Arjuna uvaacha
katham bheeshmamaham sankhye dronam cha madhusoodana |
ishubhihi prati yotsyami poojaarhaavarisoodana || 4 ||

How can I, O Madhusoodana, fight against Bheeshma and Drona with arrows? Both of them are worthy of worship, O Arisoodhana!

katham : how
bheeshmam : Bheeshma
aham : I
sankhye : in battle
dronam : Drona
cha : and
madhusoodana : O Madhusoodana
ishubhihi : with arrows
prati : with
yotsyami : fight
poojaahow : worthy of worship
ari-soodana : O Arisoodana

Shri Krishna’s words jolted Arjuna out of his panic attack and brought him to a state where he was ready to have a conversation. Since Arjuna’s arguments from the previous chapter remained unanswered, hence he continued to insist on relinquishing the war.

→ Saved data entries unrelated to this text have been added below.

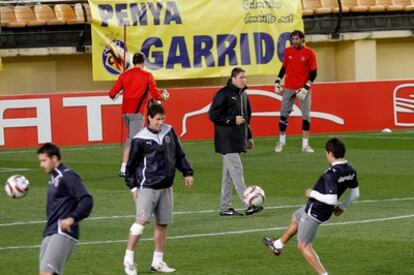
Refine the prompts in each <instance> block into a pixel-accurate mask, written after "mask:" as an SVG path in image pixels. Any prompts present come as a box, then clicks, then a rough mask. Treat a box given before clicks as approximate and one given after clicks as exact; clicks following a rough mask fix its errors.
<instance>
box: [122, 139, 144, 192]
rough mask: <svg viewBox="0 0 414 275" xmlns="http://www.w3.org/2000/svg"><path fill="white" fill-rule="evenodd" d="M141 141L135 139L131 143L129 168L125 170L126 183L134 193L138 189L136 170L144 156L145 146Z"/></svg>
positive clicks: (125, 178)
mask: <svg viewBox="0 0 414 275" xmlns="http://www.w3.org/2000/svg"><path fill="white" fill-rule="evenodd" d="M140 141H141V140H140V139H138V138H134V139H132V141H131V150H130V153H129V158H128V162H127V166H126V169H125V182H126V184H127V186H128V188H129V189H130V190H131V191H132V192H134V191H135V190H136V189H137V188H138V185H137V177H136V169H137V167H138V164H139V160H140V158H142V155H143V151H144V150H143V147H142V146H143V145H142V144H141V142H140Z"/></svg>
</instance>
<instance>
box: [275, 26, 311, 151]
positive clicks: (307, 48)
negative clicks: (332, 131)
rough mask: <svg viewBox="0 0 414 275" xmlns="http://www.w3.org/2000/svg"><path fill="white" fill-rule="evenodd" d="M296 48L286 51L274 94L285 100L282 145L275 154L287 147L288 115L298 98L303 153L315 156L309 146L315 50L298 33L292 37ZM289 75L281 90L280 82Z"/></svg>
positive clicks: (280, 84)
mask: <svg viewBox="0 0 414 275" xmlns="http://www.w3.org/2000/svg"><path fill="white" fill-rule="evenodd" d="M291 38H292V42H293V45H292V46H291V47H289V48H287V49H286V50H285V54H284V57H283V64H282V68H280V71H279V74H278V76H277V79H276V81H275V93H277V94H279V95H281V96H282V108H281V110H280V120H279V142H278V143H277V144H276V147H275V152H276V153H280V152H282V151H283V147H284V146H285V144H286V130H287V127H288V119H289V114H290V112H291V111H292V106H293V103H294V101H295V98H296V97H297V98H298V99H299V101H300V109H301V111H302V131H303V138H302V152H305V153H313V152H314V150H313V149H312V148H311V147H310V145H309V135H310V125H311V124H310V106H311V92H310V91H311V90H310V89H311V86H312V83H313V81H314V80H315V78H316V75H317V65H316V56H315V53H314V52H313V50H312V49H311V48H309V47H307V46H305V45H304V42H305V35H304V34H303V32H301V31H298V30H295V31H293V32H292V33H291ZM285 74H286V78H285V84H284V87H283V88H282V86H281V84H280V81H281V80H282V78H283V76H284V75H285Z"/></svg>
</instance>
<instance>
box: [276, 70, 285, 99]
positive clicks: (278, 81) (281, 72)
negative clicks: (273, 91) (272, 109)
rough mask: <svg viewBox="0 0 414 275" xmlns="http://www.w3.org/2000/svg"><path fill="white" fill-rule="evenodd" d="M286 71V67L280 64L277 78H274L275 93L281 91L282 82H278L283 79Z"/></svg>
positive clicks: (279, 92) (280, 81)
mask: <svg viewBox="0 0 414 275" xmlns="http://www.w3.org/2000/svg"><path fill="white" fill-rule="evenodd" d="M285 73H286V68H285V66H282V67H281V68H280V70H279V74H278V75H277V78H276V80H275V93H277V94H281V93H282V92H283V88H282V84H280V82H281V81H282V79H283V76H284V75H285Z"/></svg>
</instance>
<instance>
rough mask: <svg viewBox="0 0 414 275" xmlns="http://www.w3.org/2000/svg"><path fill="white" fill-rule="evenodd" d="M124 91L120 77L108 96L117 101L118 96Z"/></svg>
mask: <svg viewBox="0 0 414 275" xmlns="http://www.w3.org/2000/svg"><path fill="white" fill-rule="evenodd" d="M123 89H124V86H123V81H122V75H121V76H119V77H118V79H117V81H116V82H115V84H114V86H112V88H111V90H110V91H109V93H108V96H109V97H110V98H112V99H115V97H116V96H117V94H119V92H120V91H122V90H123Z"/></svg>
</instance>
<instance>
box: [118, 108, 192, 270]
mask: <svg viewBox="0 0 414 275" xmlns="http://www.w3.org/2000/svg"><path fill="white" fill-rule="evenodd" d="M147 118H148V126H147V127H145V128H144V129H142V130H141V131H140V132H139V133H138V134H137V135H136V136H135V137H134V138H133V139H132V143H131V153H130V155H129V159H128V163H127V167H126V176H125V181H126V183H127V185H128V187H129V188H130V190H131V191H132V193H133V197H134V199H135V204H136V220H135V223H134V224H133V225H132V226H131V228H130V231H129V236H128V244H127V249H126V252H125V257H124V270H125V272H126V274H129V275H135V274H137V267H136V265H135V262H134V250H135V247H136V245H137V244H138V241H139V239H140V237H141V235H142V233H143V232H144V228H145V225H146V224H147V223H149V220H150V217H151V215H152V214H154V215H155V221H156V225H155V230H154V254H153V260H152V264H151V268H150V271H151V272H157V271H158V272H174V271H175V269H174V268H171V267H169V266H168V265H167V264H166V263H165V262H164V260H163V255H164V245H165V239H166V237H167V227H168V225H169V224H171V223H172V218H173V217H172V210H173V190H172V184H173V182H174V177H175V169H176V168H177V169H178V170H180V171H181V172H182V173H183V175H184V184H185V186H186V187H187V188H190V187H191V186H192V184H193V177H192V175H193V169H192V168H191V166H190V164H189V162H188V161H187V159H186V157H185V154H184V151H183V148H182V147H181V143H180V141H179V140H178V138H177V135H176V133H175V131H174V130H173V128H172V127H171V126H170V125H168V124H165V123H164V121H165V111H164V108H163V106H162V105H160V104H153V105H150V106H149V107H148V112H147Z"/></svg>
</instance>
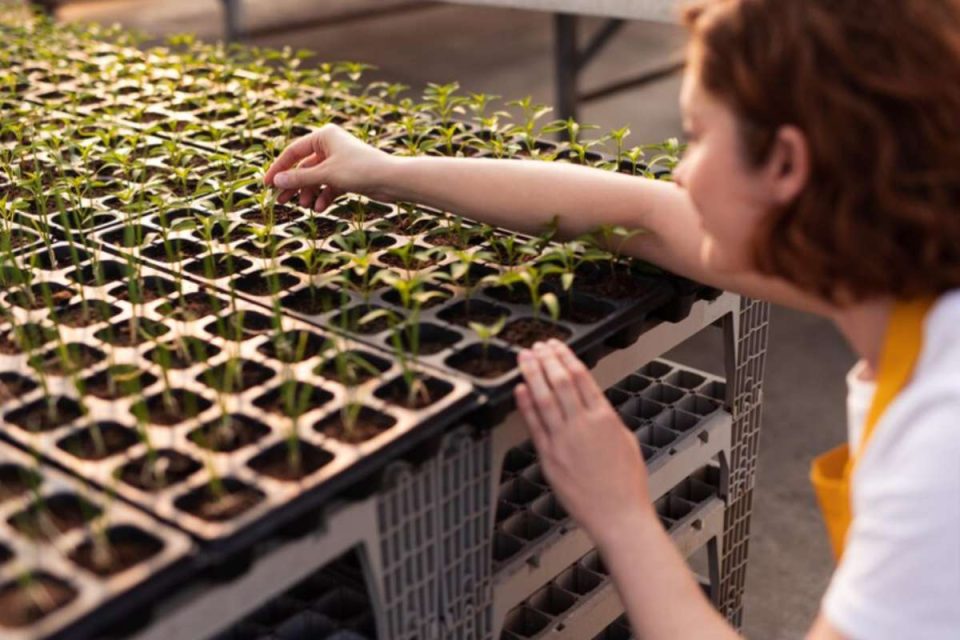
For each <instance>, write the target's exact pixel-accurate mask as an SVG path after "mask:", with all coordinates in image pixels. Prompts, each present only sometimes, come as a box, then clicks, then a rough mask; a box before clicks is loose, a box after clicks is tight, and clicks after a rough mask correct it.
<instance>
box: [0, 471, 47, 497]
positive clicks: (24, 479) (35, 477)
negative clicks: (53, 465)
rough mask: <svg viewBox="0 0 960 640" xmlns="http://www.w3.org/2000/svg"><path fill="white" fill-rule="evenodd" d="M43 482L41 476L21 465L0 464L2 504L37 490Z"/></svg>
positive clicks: (0, 488) (0, 480)
mask: <svg viewBox="0 0 960 640" xmlns="http://www.w3.org/2000/svg"><path fill="white" fill-rule="evenodd" d="M42 481H43V480H42V479H41V477H40V475H39V474H37V473H34V472H33V471H31V470H30V469H27V468H26V467H23V466H21V465H19V464H13V463H4V464H0V502H3V501H5V500H8V499H10V498H16V497H17V496H20V495H23V494H25V493H27V492H28V491H31V490H33V489H35V488H36V487H38V486H40V483H41V482H42Z"/></svg>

Arjuna uses the words “slayer of the demon Madhu” and “slayer of foes” to address Shri Krishna, hinting that it is easy to slay evil individuals but difficult to slay one’s kinsmen. The fundamental problem still remained unsolved, which is that Arjuna was still holding on to the familial and teacher-student relationships in the context of a battlefield. But on the Kaurava side, Bheeshma and Drona viewed Arjuna as an enemy and not as a student or a family member. They were not under any delusion like Arjuna was.

Can we relate this to an example from our lives? Think of a father and mother who have brought up their children, and like any responsible parents, guided them as to what was right and what was wrong. When the children grow into adults, they now possess the ability to think for themselves, and on occasion will consult their parents on decisions that they need help with.

But, similar to Arjuna’s attachment to his elders, if the parents still hold on to the relationship that existed when their children were young, the children would not consider that to be appropriate behaviour and then this could impact the relationship with their parents.